There’s plenty of buzz about how AI is reshaping enterprise software at a fundamental level. There’s enhanced decision-making capabilities, automated processes, streamlined operations—all so exciting, yet there often is a key ingredient missing.
Without a human touch, AI can go wrong and be annoying or even harmful.
- McDonald’s recently pulled a drive-thru order automation system after people posted videos hilariously shrieking as the assistant won’t stop adding hundreds of McNuggets or bacon to McFlurries.
- Google Gemini suggested a potentially poisonous recipe that a Reddit user thinks could have killed him with botulism.
- Waymo’s autonomous vehicles were recently honking at each other throughout the night, keeping San Francisco residents up (and very cranky).
Ensuring Success with the Human-Centered Approach
To avoid gaffes and create a service that is not only business viable and technically feasible but will also be well-adopted and received, we need deep empathy for the people who will use the service. Only with a holistic understanding of the user’s true needs, attitudes, and motivations can we tackle the best experience and ethical implications.
To do this, we employ our Human-Centered Approach that considers the three key areas:
- Desirability: Who are the people using the product? What are their day-to-day needs, attitudes, and motivations?
- Feasibility: What are the underlying technologies? How will the solution be supported? What is the ideal enterprise architecture?
- Viability: How will the solution provide business value? What about in the long run?
When thoroughly addressing all three, we arrive at the sweet spot for innovation. This is a front-loaded investment that ensures much better long-term success.
Case Study: ML-Driven Student Advising
In a university’s MBA program, advisors need to provide highly personalized guidance to help students align their academic choices with their career goals and personal aspirations. About 50% of the students struggled to select courses that fit their needs. The university consulted the SAP AppHaus to find a solution that gave advisors ML-based insights to boost advice confidence and reveal novel career pathways.
Through user research, our team of SAP AppHaus designers found that the students trusted “evidence-based” guidance from advisors and other students, and the advisors wanted to give these data-driven insights but needed a more holistic view of each student.
We sought to streamline the connection between student goal setting and coursework with a tool that tracked students’ activities and aspirations, then allowed advisors to see their profiles as well as relevant course recommendations. For this information to be reliable, students and advisors needed to know where it was coming from and why, and the information had to be unbiased.
On the business side, the management wanted the students to succeed and for the university to have a positive, innovative public image. The risk of bias came into play again. Similar AI projects at other universities have faced public scrutiny, such as the University of Texas at Austin’s ML system for admissions decisions in a Ph.D. program. Earlier this year, a study by AERA Open uncovered that AI models disproportionately predict failure for students from underrepresented backgrounds, negatively impacting fair college admissions.

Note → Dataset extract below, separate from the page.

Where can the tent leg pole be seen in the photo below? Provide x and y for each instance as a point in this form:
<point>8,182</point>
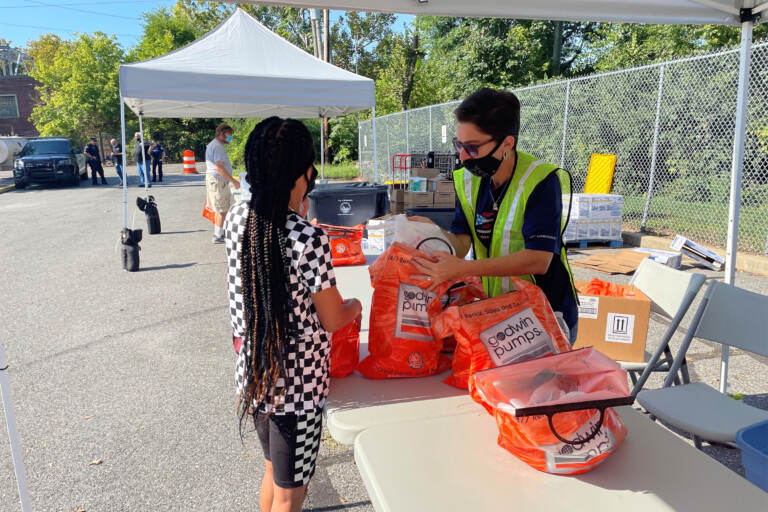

Our solution would also need to account for the university’s technical landscape. We interviewed the technical users, and our architect and developers analyzed the appropriate data, technologies, and systems needed so that the solution was well-engineered, stable, and easy to maintain.
We co-designed the solution and validated the architecture with iterations to ensure we met the requirements of desirability, feasibility, and viability. The result was a successful student goals and course recommendation tool that:
- Gave advisors visibility on the holistic student’s goals, interests, and aspirations
- Brought about a richer advising experience enhanced by ML recommendations and insights
- Provided transparency and rationale behind why each course was recommended (e.g., this obscure class suits your interests and prepares you well for these careers you’re interested in)
Conclusion
The case study illustrates how a human-centered approach transforms AI initiatives into powerful tools that benefit users. As an SAP AppHaus Partner and SAP Gold Partner, Mindset maintains the principles of understanding user needs, technical capabilities, and business goals to create enterprise solutions that resonate with the users they serve.
However, our journey doesn’t end here. As AI capabilities continue to evolve, so too must our approach. It is essential to remain vigilant against new biases, actively seek user feedback, and adapt to new risks with mitigations that put people first. End users will remain critical in navigating the ethical landscape of AI.
As we look to the future, Mindset champions a design philosophy that ensures the human touch is not an afterthought but a guiding principle. Only then can we unlock AI’s true potential, steering clear of mishaps like accidentally ordering hundreds of nuggets, noisy honking into the night, and inadvertent bias, while instead crafting products that sit perfectly within the sweet spot of innovation.